If any over enthusiastic courting were to take place there, it would of necessity be much later at night than concerns me at this point. In the early evening it was not unusual to see a line of local lads standing with their backs to that wall, basking in the heat of those ovens.

Now in Laxey Tram Station at that time there was a leaking pole. A pole with faulty insulation which allowed a trickle of electricity to run to earth, just sufficient to give anyone who touched it a stiff jolt. Any newcomer or visitor to the area could be challenged to a foot race, the object of which was to touch the pole and return. It was amazing how slow the local lads were on the way there, and how fast they could run on the way back when pursued by an avenging victim.

It would be about nine o’clock one late summer evening, seven or eight of us were warming our backs and swapping lies, when onto the scene stalked Monty.

Monty was a black and tan mongrel, not that huge, but big enough. Maybe some Airedale with a bit of collie or Alsatian and goodness knows what else. He was downright unfriendly at best and had bitten at least three people that we knew of. Today he would be put down. However he belonged to Colonel Malinder. The Colonel would not have been unduly perturbed by the knowledge that his pet harboured a predilection for mutilating members of the local peasantry.

Monty came up the path from The Captains Hill and around the back of the church with the Colonel about twenty yards behind him. They never really came anywhere near us, so we took no notice as they headed off towards what is now the Mines Tavern.

Then the atmosphere changed, there was an air of tense expectancy, and I looked around to observe Monty marching purposefully towards that leaking pole.

He definitely had our undivided attention then!

You could tell by the manner of his approach that he was going to give it the treatment, he really was going to stamp his authority on that pole.

The pole however had plans of its own and it stamped its authority on Monty.

I trust you all understand that electricity may be earthed, quite effectively, by means of a stream of fluid.

Granted that with his leg cocked up like that he was a bit off balance, but even so!

It flung him three feet through the air and turned him completely over. In B.M.X.  speak, he did a full three sixty and landed back on his feet.

For a few seconds he crouched, teeth bared, head swivelling wildly from side to side as he glared about him, desperately trying to ascertain who or what could have perpetrated such a vicious assault. Finally, seized by a nameless, primal terror and giving vent to the most unearthly howl you ever heard, he turned and fled.

All of us must have been holding our breath, because someone gave a kind of strangled snort, and immediately the whole group collapsed, laughing helplessly.

Panic stricken, Monty bolted out of the station still howling, across the bridge and up the Ramsey Road on the opposite side of the valley, his howls fading away into the distance toward Minorca.

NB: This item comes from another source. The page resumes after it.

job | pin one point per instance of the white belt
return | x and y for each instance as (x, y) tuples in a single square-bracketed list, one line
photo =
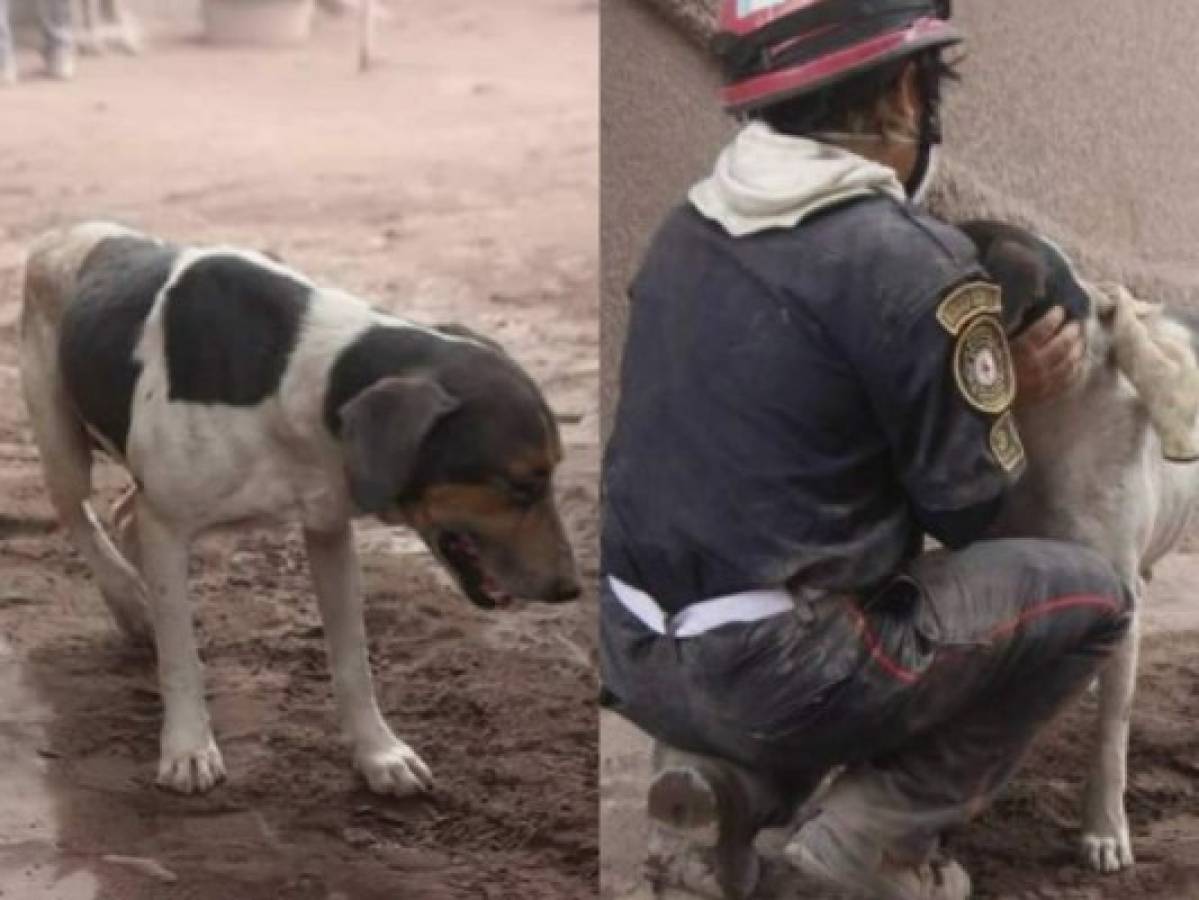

As for the Colonel he was the wildest man you ever saw, apoplectic hardly covers it. 

His face was puce, his eyes bulging, waxed moustaches vibrating and the veins on his neck and temples standing out like knotted cords. We had never actually observed a grown man dancing with rage before. The prayer of cursing he laid on us would have curdled the milk. 

It would have been a complete waste of effort trying to explain it was not actually our fault. I believed, for a moment, that he might attack us but maybe we were just too many for him.

He would have been safe enough because we were helpless. Some were propped against the wall, one or two had even slid to the ground, while others clung to trees for support, I could only barely see through the tears.

Of course his antics made us worse and our condition only served to infuriate him the more.

We did not see so much of Monty after that incident, however the experience did seem to make him a little pensive.

To our certain knowledge he never again ventured into Laxey Tram Station.